Eso no es justo para los otros invitados, y ciertamente no es justo para nosotros.
—¿Tienes alguna idea de quién lo hizo?
—pregunto, con la voz más aguda de lo que pretendía.
Daisy duda por un momento, sus ojos parpadeando con incomodidad antes de finalmente responder.
—Creo que sí.
Fue una mesa de Lunas.
Se me encoge el corazón.
Creo que sé exactamente a quién se refiere Daisy; y sí, harían absolutamente, sin ninguna duda, algo tan horroroso como esto.
Nunca han apoyado mi carrera culinaria, y ahora que estoy atendiendo la fiesta Alfa, no hay duda en mi mente de que sintieron la necesidad de bajarme un escalón.
Respiro hondo, tratando de mantener mis emociones bajo control.
Este no es el momento para quejas personales.
Tenemos una fiesta que dirigir, y no dejaré que las acciones de unos pocos la arruinen.
—Está bien.
Daisy, tira esos pasteles y saca estos —digo, con un tono firme pero controlado mientras asiento con la cabeza hacia una bandeja fresca de tiramisú—.
Y vigila a esas Lunas por ahora.
Si causan más problemas, ven a buscarme.
Daisy asiente, con alivio en su rostro.
—Entendido, Abby.
Mientras se marcha con la nueva bandeja de tiramisú, vuelvo mi atención a la cocina.
No podemos permitirnos más interrupciones esta noche.
El espectáculo debe continuar.
La cocina sigue funcionando como una máquina bien engrasada, y puedo ver la satisfacción en los rostros de mi equipo mientras envían platos bellamente presentados.
Son momentos como estos los que me recuerdan por qué me convertí en chef en primer lugar—la emoción de crear algo extraordinario y la alegría que brinda a los demás.
Pero a medida que avanza la noche, mis pensamientos siguen volviendo a las Lunas.

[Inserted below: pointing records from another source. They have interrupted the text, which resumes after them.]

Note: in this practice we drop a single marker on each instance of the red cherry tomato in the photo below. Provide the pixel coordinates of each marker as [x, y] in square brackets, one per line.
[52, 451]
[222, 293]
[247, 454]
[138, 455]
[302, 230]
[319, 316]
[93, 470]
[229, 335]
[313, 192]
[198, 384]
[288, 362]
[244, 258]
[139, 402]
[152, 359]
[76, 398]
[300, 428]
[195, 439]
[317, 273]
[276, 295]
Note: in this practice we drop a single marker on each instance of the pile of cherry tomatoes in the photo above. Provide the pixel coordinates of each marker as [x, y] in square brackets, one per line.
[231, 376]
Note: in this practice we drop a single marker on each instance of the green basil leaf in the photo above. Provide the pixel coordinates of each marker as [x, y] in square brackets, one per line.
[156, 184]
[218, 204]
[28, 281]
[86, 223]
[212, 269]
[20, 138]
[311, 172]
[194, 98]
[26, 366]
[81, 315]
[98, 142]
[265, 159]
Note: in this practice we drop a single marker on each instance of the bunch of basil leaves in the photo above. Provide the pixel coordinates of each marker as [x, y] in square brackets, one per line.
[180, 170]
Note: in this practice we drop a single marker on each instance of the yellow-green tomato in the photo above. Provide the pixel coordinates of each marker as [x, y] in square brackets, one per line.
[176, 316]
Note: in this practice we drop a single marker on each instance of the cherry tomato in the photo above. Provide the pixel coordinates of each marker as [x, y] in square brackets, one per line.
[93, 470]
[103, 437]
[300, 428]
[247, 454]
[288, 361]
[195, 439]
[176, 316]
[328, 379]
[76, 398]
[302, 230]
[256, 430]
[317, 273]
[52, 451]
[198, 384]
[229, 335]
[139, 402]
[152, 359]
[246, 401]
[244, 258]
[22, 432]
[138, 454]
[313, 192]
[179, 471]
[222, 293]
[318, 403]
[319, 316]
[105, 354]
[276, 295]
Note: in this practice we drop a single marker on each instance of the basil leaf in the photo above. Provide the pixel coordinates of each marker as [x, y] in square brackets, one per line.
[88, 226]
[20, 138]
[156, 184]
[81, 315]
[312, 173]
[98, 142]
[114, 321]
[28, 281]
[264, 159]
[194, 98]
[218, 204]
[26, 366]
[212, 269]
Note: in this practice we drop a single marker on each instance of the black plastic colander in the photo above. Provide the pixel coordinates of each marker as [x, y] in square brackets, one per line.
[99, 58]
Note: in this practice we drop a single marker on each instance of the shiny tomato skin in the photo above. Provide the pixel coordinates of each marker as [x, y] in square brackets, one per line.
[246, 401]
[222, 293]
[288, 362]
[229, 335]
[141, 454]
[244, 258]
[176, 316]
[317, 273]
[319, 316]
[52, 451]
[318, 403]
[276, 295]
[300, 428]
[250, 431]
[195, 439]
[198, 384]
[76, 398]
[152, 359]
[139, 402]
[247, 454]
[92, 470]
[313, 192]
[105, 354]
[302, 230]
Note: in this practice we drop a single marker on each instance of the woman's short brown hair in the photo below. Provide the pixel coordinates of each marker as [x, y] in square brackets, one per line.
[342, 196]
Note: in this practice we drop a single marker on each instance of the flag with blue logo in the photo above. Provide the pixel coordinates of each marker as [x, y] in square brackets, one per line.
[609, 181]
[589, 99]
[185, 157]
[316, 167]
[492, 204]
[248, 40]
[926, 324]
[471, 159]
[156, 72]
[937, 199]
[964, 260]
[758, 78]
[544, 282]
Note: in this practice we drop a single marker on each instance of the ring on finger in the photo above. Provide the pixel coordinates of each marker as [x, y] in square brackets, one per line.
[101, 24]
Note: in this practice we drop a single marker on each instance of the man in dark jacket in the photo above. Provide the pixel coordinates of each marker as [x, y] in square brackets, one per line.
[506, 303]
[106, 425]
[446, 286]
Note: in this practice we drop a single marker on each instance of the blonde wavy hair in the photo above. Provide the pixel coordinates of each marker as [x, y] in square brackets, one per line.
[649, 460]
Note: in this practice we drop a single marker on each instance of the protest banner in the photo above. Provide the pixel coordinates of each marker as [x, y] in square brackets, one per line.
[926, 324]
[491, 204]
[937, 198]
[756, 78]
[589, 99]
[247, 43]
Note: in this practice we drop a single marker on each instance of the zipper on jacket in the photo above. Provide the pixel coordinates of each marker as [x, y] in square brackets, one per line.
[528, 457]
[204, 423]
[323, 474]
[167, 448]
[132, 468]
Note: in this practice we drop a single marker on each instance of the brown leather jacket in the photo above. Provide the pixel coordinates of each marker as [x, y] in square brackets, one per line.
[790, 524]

Es difícil no sentir una punzada de dolor y frustración.
He trabajado incansablemente para demostrar mi valía, y sin embargo, algunos todavía me ven como una intrusa.
Mientras el personal de cocina toma un breve descanso para reagruparse, Daisy se me acerca con cautela.
—Abby, ¿estás bien después de lo de antes?
—pregunta, con ojos llenos de preocupación.
Fuerzo una sonrisa, ocultando mi tormento interior.
—Estoy bien, Daisy.
No te preocupes.
¿Esas Lunas se están comportando?
Deja escapar un suave suspiro y agacha la cabeza.
—Bueno, no han destrozado más comida, pero han estado desagradables toda la noche —dice—.
Una de ellas me llamó puta cuando fui a recoger sus platos sucios.
Mis ojos se abren como platos.
—¡Daisy!
¿Por qué no me lo dijiste?
Daisy se encoge de hombros y se coloca un mechón de pelo rubio detrás de la oreja.
—No sé.
Supongo que estoy tan acostumbrada a que la gente me trate como inferior debido a mi pasado que ni siquiera pensé en ello.
No sé qué decir.
Conozco el pasado de Daisy, como todos los demás aquí.
Ninguno de nosotros la menosprecia, y supongo que eso a veces me hace olvidar que el mundo entero no es como nosotros.
Pero ahora, más que nunca, quiero darles un pedazo de mi mente a esas Lunas.
Pueden insultarme a mí, pero a mi personal, ¿a mi familia?
No permitiré que eso suceda.
Nunca.
—No te preocupes, Daisy —la tranquilizo, tocando su hombro—.
Deja que uno de los empleados del Sr.
Thompson se encargue de esa mesa por el resto de la noche.
Ella me lanza una mirada cautelosa.
—¿Estás segura?
Asiento.
—Absolutamente.
—Luego, con una sonrisa traviesa, me acerco un poco más y bajo la voz para que solo ella pueda oír—.
Y llévate un trozo de pastel para que tú y Ethan lo compartan.
Te lo mereces.
Mientras hablo, los ojos de Daisy se agrandan, su boca se abre.
—Ethan y yo…
No estamos…
—balbucea, pero puedo verlo en sus ojos, y solo sonrío.
—Oh, vamos, Daisy —le digo en broma—.
He visto la química entre ustedes dos.
Está bien.
No necesitas ocultarlo.
Las mejillas de Daisy se sonrojan, y desvía la mirada hacia el suelo, sus dedos juguetean con el dobladillo de su delantal.
—¿Así que no sería…
inapropiado tener sentimientos por mi compañero de trabajo?
—¡No!
—digo con una risa—.
Daisy, me alegro por ustedes dos.
Nunca necesitarías ocultar algo así.
Con una sonrisa, Daisy asiente y me agradece.
Los pedidos siguen llegando, y Anton, Juan y yo volvemos al trabajo.
Pero mientras trabajo, no puedo evitar sonreír para mí misma.
Esas Lunas pueden ser desagradables y groseras, pero no influirán en mi equipo.
Porque tenemos mucho más que ellas.
Tenemos amistad, familia y un amor recién descubierto de nuestro lado.